World Models for Robotics

A world model in robotics is a learned internal representation of the physical environment that allows a robot to predict the consequences of its actions before executing them. Where VLA models are reactive — they map current observations to immediate actions — world models are predictive: they simulate forward in time, letting the robot "imagine" what will happen if it pushes an object, takes a step, or reaches for a tool. This enables planning, risk assessment, and multi-step reasoning about physical interactions.

NVIDIA Cosmos and Kosmos

NVIDIA's Cosmos world foundation models are the most commercially significant world models for robotics in 2026. Cosmos models generate photorealistic predictions of future visual states given current observations and proposed actions. They serve a dual purpose: as data generators (creating vast quantities of synthetic training trajectories for sim-to-real pipelines — 780,000 trajectories in 11 hours) and as planning modules embedded in robot control stacks.

At GTC 2026, NVIDIA announced Kosmos as an open-source vision world model alongside Nemotron (language), ALPAMIO, and GROOT (physical AI/autonomous driving). The Kosmos model powers a new generation of robotics collaborations, including a partnership with Disney and DeepMind to create character robots using the Newton physics solver combined with Kosmos world predictions. These entertainment robots represent one facet of what Huang called "the world's first large-scale deployment of physical AI" — spanning autonomous vehicles, industrial robots, operating room assistance, and character animation.

Cosmos Transfer takes a small number of real demonstrations and generates exponentially more synthetic variations — different objects, lighting conditions, viewpoints, and physical parameters — that maintain physical plausibility. This addresses the data bottleneck that limits robot learning.

DreamZero and GR00T N2

NVIDIA's DreamZero research, previewed at GTC 2026 as the foundation for GR00T N2, represents the next generation: a world model that is not just predictive but generative of action plans. Rather than requiring a separate VLA to select actions and a world model to evaluate them, DreamZero integrates action generation and world prediction into a single model.

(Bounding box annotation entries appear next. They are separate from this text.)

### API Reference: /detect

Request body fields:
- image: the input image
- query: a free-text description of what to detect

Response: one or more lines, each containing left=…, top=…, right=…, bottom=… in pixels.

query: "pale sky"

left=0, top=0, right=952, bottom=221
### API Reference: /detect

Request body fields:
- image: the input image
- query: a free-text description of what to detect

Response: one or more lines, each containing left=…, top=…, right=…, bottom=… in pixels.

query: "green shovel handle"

The robot simultaneously imagines what to do and what will happen if it does it — a closed loop of imagination and planning.

Large-Scale Physical AI Deployment

The robotaxi sector illustrates the scale of physical AI deployment enabled by world models. At GTC 2026, NVIDIA announced autonomous vehicle partnerships with BYD, Hyundai, Nissan, and Geely (joining existing partners Mercedes-Benz, Toyota, and GM), covering 18 million vehicles annually. These systems rely on world models to predict traffic behavior, pedestrian movement, and environmental changes — the same predict-then-act loop that powers robotic manipulation, just applied at vehicle speed on public roads.

Why World Models Matter

Multi-step planning: A VLA can pick up a cup. A world model can plan: pick up the cup, walk to the counter, set it down, open the cabinet, put it on the shelf. Each step depends on the result of the previous step.

Safety: Before executing an action, the robot can predict whether it will cause damage, collision, or failure. A cobot that can predict when its arm trajectory will enter a human's workspace can preemptively adjust.

Generalization: World models capture physics, not specific trajectories. A robot that understands how gravity, friction, and rigid-body dynamics work can generalize to novel objects and situations.

Relationship to Physics Simulation

World models and traditional physics simulation (like NVIDIA Isaac Sim or MuJoCo) serve overlapping but distinct roles. Physics simulators are hand-engineered and accurate but slow; world models are learned from data and potentially faster. The emerging approach combines both: use physics simulation where it's reliable, use learned world models where simulation falls short, and use the discrepancy as a training signal.